En quittant Seurre, nous passons voir le site de l'ancienne forge. Des centaines d'ouvriers ont travaillé ici pour fabriquer les éléments métalliques du premier étage de la Tour Eiffel, de la Gare de Lyon, du pont Alexandre III. Le site est reconverti en centre culturel. Dans le parc qui entoure la belle cheminée emblématique de la ville a lieu chaque année - c'était pour nous inattendu - plus grand festival de reggae de France.
Du moins ce site là ne menace pas ruine.
Je suis toujours étonné de voir qu'on s'emploie à tenter de préserver et à restaurer tant de châteaux ou d'églises quand on laisse à l'abandon tant de sites qui furent l'âme des territoires et le centre de la vie des hommes et des femmes qui y vécurent. Les friches industrielles des Ardennes, du Nord Pas-de-Calais ou de Lorraine ont elles moins à dire que les pierres des cathédrale ? Ces lieux où, ceux des houillères, des lainières, ceux de la rue de Longues Haies, ceux de la métallurgie, ceux du Plateau, connurent les joies et les malheurs d'une vie, le dur labeur et la lutte pour conquérir des conditions de vie dignes, ces lieux ne méritent-t-ils pas autant que les demeures des rois ? Ne devrions nous pas connaître de la catastrophe de Liévin autant que de la défaite de Waterloo ? Sait on le nom des responsables de la tuerie de Fourmies quand chacun sait qui est Ravaillac ? Et qui est donc Jules Durand ?
Mais poursuivons notre chemin...
La palette des couleurs a encore changé, elle est devenue plus variée et plus vive. Sur les rives de la rivière poussent des fleurs plus gaies que les jours précédents, jaunes, bleues, roses, mauves, violettes.
Ce n'est plus l'ambiance un peu austère du Rhône ou de la Saône, magnifiés par la colère de la crue. Là-bas le fleuve est tout, tant il en impose, tant il s'impose, Ici, les forêts de feuillus qui s'invitent dans le paysage au fil de la journée déclinent une infinité de verts. Ici, c'est le calme et la douceur qui s'imposet. Dans l'après-midi, la roche de la montagne ajoutera encore des nuances de blanc et de gris. À la toute fin de l'étape, les pâtures sur les côteaux abrupts où paissent les vaches sont d'un vert tendre que contredit la couleur bien plus sombre des forêts qui les dominent.
Un seul mot désigne toutes ces verts pourtant si différents. II en faudrait d'autres aujourd'hui. Pouvoir les nommer révélerait je crois ces couleurs qui restent cachées ou au moins confusément percues parce que, non nommées, non nommables.

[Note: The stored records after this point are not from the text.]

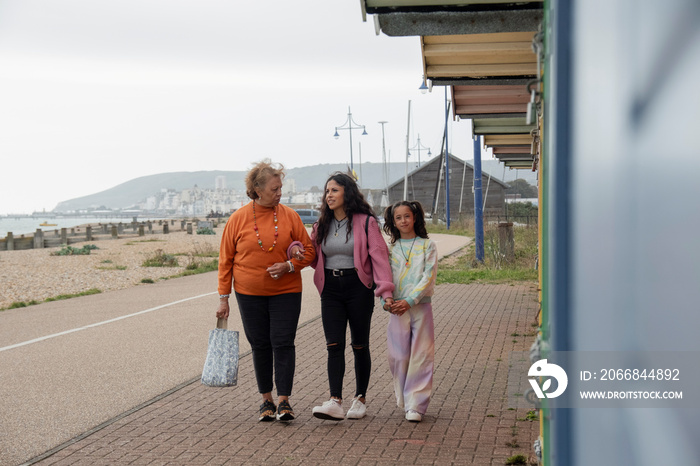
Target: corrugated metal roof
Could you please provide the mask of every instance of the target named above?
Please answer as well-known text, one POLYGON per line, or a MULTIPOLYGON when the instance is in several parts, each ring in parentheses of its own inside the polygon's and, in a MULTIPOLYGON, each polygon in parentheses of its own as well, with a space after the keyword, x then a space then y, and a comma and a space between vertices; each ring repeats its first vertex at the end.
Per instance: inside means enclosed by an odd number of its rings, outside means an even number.
POLYGON ((423 74, 431 80, 527 77, 537 74, 534 31, 421 37, 423 74))
POLYGON ((504 118, 474 118, 474 134, 527 134, 529 135, 535 125, 525 123, 525 117, 504 118))
POLYGON ((524 116, 530 96, 524 85, 458 85, 452 86, 452 101, 453 113, 460 118, 508 114, 524 116))

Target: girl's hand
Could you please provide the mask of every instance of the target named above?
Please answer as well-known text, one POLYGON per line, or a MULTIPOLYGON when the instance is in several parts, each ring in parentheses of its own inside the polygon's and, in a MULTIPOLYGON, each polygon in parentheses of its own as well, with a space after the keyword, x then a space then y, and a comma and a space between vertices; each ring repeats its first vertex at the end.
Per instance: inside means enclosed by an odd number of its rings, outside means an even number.
POLYGON ((410 308, 411 306, 408 305, 405 299, 400 299, 398 301, 394 301, 394 303, 391 305, 391 313, 397 316, 402 316, 410 308))

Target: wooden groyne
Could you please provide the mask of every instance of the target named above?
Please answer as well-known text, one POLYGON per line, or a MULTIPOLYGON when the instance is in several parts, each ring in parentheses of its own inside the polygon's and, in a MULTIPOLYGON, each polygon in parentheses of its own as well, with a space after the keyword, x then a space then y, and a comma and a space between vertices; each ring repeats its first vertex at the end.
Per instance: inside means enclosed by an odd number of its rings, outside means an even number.
POLYGON ((157 220, 128 223, 93 223, 73 228, 59 228, 15 236, 8 232, 5 238, 0 238, 0 251, 21 251, 24 249, 41 249, 67 246, 86 241, 100 241, 119 238, 138 238, 149 234, 168 234, 176 231, 186 231, 194 234, 199 228, 214 228, 217 220, 157 220))

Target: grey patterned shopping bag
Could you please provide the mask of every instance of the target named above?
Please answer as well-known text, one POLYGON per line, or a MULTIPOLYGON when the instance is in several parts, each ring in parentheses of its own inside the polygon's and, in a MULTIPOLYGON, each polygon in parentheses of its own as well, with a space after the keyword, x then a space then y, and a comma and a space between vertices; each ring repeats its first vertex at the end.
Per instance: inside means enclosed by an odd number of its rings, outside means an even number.
POLYGON ((202 383, 210 387, 231 387, 238 383, 238 332, 227 330, 224 319, 219 319, 216 328, 209 331, 202 383))

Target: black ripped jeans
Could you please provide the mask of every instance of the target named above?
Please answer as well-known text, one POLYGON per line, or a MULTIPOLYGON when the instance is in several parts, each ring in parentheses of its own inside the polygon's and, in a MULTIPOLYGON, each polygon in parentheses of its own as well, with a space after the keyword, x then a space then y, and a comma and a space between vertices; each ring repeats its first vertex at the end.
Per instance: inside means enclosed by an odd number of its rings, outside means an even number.
POLYGON ((357 274, 334 277, 326 270, 321 293, 321 317, 328 349, 328 382, 331 396, 343 397, 345 375, 345 335, 350 324, 355 356, 355 396, 367 395, 372 359, 369 331, 374 311, 374 292, 362 284, 357 274))

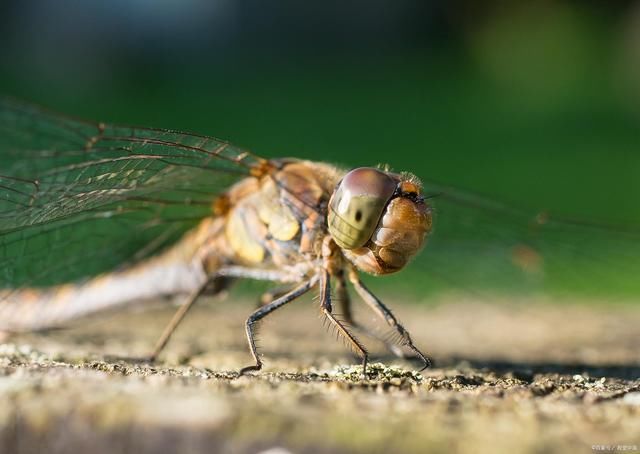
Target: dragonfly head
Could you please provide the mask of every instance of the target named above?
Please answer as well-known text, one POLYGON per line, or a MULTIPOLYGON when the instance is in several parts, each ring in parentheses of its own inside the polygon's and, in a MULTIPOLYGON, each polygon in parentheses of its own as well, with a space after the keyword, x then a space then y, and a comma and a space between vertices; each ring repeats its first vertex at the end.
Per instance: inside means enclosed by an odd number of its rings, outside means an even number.
POLYGON ((361 167, 347 173, 329 200, 329 233, 356 267, 400 270, 431 231, 431 208, 418 179, 361 167))

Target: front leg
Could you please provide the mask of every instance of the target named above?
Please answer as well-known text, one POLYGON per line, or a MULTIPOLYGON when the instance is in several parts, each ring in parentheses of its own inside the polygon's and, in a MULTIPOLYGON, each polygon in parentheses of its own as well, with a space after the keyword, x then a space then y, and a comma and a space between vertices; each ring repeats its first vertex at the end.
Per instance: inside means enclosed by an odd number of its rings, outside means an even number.
POLYGON ((429 358, 424 355, 418 348, 413 345, 413 340, 411 339, 411 335, 409 331, 407 331, 404 326, 400 324, 398 319, 393 315, 393 313, 385 306, 382 301, 380 301, 371 291, 365 287, 365 285, 360 280, 358 273, 356 270, 351 268, 349 270, 349 280, 353 284, 353 287, 358 292, 358 295, 364 300, 367 305, 379 316, 381 317, 389 326, 396 330, 398 335, 400 336, 400 344, 406 345, 409 347, 422 361, 423 367, 420 370, 424 370, 431 365, 431 361, 429 358))
POLYGON ((329 279, 329 272, 322 270, 320 272, 320 309, 327 320, 331 322, 338 333, 342 335, 348 342, 351 348, 362 358, 362 375, 367 376, 367 362, 369 361, 369 354, 362 343, 349 332, 344 323, 336 319, 332 314, 331 306, 331 283, 329 279))
POLYGON ((342 320, 358 332, 363 333, 365 336, 372 337, 373 339, 376 339, 379 342, 383 343, 387 350, 389 350, 398 358, 406 358, 406 355, 399 346, 393 344, 392 342, 389 342, 388 339, 382 338, 377 333, 367 328, 365 325, 360 324, 353 317, 353 312, 351 311, 351 298, 349 297, 349 292, 347 291, 347 283, 344 275, 344 270, 340 269, 334 277, 336 278, 334 291, 338 302, 340 303, 342 320))

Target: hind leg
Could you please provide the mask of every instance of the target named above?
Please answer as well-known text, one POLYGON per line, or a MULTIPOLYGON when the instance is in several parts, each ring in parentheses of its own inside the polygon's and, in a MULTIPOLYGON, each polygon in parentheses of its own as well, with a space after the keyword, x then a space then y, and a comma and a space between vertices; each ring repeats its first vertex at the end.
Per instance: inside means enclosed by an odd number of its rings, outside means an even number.
POLYGON ((289 285, 281 285, 281 286, 269 289, 260 296, 260 298, 258 299, 258 303, 256 304, 256 307, 259 309, 262 306, 271 304, 278 298, 289 293, 294 288, 295 288, 294 286, 289 284, 289 285))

Des mots pour le dire, certes mais aussi en somme des mots pour le voir.
Quant à trouver les mots qui donneront à voir la forêt...
Il faudrait être André Dhôtel. Autre forêt, celle d’Ardennes, mais émotions cousines à n'en pas douter. C'est d'abord, depuis Dole, celle de Chaux, mythique, si belle, si grande. Mais il en est d'autres sur notre parcours.
Tout un peuple d'arbres. Ce bruit... est-ce celui des feuilles agitées par le vent ou celui de la vague ?
En Namibie, les Himbas, ne peuvent, dit-on, distinguer le bleu du vert. Les deux couleurs leur apparaissent semblables. Il n'ont - cause ou conséquence, on y revient - pas de mots pour les differencier. Verraient-ils une différence entre la couleur de la rivière et celle de la forêt qui la borde ? Entre celle du Doubs et de la Méditerranée où finiront ses eaux, charriées par la Saône et le Rhône.
Il faut se méfier du Doubs, il est facétieux. En jetant un coup d'œil à la carte, on découvre que la distance entre sa source et son confluent n’est que de moins de 100 kilomètres quand son cours est long de plus de 450 kkilomètres.. Le coquin fait demi-tour à mi parcours et revient presque à sa source. En aval de Pontarlier, ses pertes vont alimenter une résurgence qui constitue la source de la Loue, un de ses principaux affluents, qui doit donc sa source au Doubs dans lequel elle se jette. Parabole et paradoxe de l'existence...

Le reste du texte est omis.